Economic relations are a core element in China’s policies and practices of governance in the Inner Periphery. China’s economic reforms are tied closely to legal reform-particularly in areas of contract and property law, and in foreign economic relations, where the central government asserts primacy in legal and regulatory articulation of Party policy initiatives (Potter 2001). Constitutional provisions on local government in the nationality autonomous regions empower local People’s Congresses to implement central policies through examination and approval of economic and social development plans, local administrative budgets, and implementation reports (Constitution: Art. 115).

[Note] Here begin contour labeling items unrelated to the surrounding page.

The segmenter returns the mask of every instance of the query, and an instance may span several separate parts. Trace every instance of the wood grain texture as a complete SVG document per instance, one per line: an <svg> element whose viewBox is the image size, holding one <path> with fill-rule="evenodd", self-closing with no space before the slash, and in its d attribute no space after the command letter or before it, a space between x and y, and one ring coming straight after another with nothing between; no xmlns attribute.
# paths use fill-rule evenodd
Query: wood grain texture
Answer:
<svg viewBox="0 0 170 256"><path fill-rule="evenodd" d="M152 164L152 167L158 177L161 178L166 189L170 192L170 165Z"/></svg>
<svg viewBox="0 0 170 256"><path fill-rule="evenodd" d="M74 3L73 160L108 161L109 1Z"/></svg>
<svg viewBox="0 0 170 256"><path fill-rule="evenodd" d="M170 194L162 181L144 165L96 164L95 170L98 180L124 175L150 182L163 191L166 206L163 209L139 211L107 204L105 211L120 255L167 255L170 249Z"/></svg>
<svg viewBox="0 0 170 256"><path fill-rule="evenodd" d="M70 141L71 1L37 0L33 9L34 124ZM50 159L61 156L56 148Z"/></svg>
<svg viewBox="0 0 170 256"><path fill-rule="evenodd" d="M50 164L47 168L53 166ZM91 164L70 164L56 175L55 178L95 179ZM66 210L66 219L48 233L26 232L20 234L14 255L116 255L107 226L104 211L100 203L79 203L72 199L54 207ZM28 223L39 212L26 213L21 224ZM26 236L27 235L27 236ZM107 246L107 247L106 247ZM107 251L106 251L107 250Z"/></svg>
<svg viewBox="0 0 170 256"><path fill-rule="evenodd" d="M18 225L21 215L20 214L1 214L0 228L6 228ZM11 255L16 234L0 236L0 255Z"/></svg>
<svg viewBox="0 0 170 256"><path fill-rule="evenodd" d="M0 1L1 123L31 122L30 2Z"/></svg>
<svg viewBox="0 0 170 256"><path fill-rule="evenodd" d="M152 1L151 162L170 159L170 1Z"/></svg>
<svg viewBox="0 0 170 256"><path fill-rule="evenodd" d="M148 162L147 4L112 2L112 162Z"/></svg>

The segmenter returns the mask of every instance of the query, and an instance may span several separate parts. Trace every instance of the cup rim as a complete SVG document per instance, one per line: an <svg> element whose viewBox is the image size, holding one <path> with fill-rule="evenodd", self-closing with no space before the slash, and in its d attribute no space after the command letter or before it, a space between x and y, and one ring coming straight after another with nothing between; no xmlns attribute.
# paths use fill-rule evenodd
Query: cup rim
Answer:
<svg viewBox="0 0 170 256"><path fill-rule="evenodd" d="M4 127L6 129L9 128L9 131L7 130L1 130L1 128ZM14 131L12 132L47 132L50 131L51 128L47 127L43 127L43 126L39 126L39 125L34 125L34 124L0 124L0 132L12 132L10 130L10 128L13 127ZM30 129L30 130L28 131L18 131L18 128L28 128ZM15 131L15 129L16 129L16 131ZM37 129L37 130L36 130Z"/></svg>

The Constitution also directs People’s Congresses in nationality autonomous regions to adopt regulatory measures consistent with national law and subject to approval by the National People’s Congress Standing Committee (Constitution: Art. 116). While autonomous region governments have nominal autonomy to oversee local financial administration and to administer local economic development arrangements, these are subject to the broad guidance of state systems and plans (Constitution: Art. 117, 118). These limitations are reiterated in the Nationality Region Autonomy

Law (NRAL), which subjects local economic construction programs, policies, and plans to the requirements of state planning, while leaving implementation up to local governments (NRAL: Art. 25). While general supervision of economic policy performance falls to the local People’s Congresses, this role is limited and remains subject to central state authority. The local People’s Congresses, nominally charged with oversight of local People’s Government, the People’s Courts and the People’s Procuracy (so-called “one mansion, two compounds”—yi fu liang yuan), but exercise only indirect supervision subject to the overall principles of ensuring compliance with Party and state policies, ensuring stability of the socialist market economy, and ensuring overall benefit to the national economy (Zhou 2001). In the Inner Periphery, the Western Development Program is central to the government’s efforts to promote integration and curb dissident and separatist sentiments.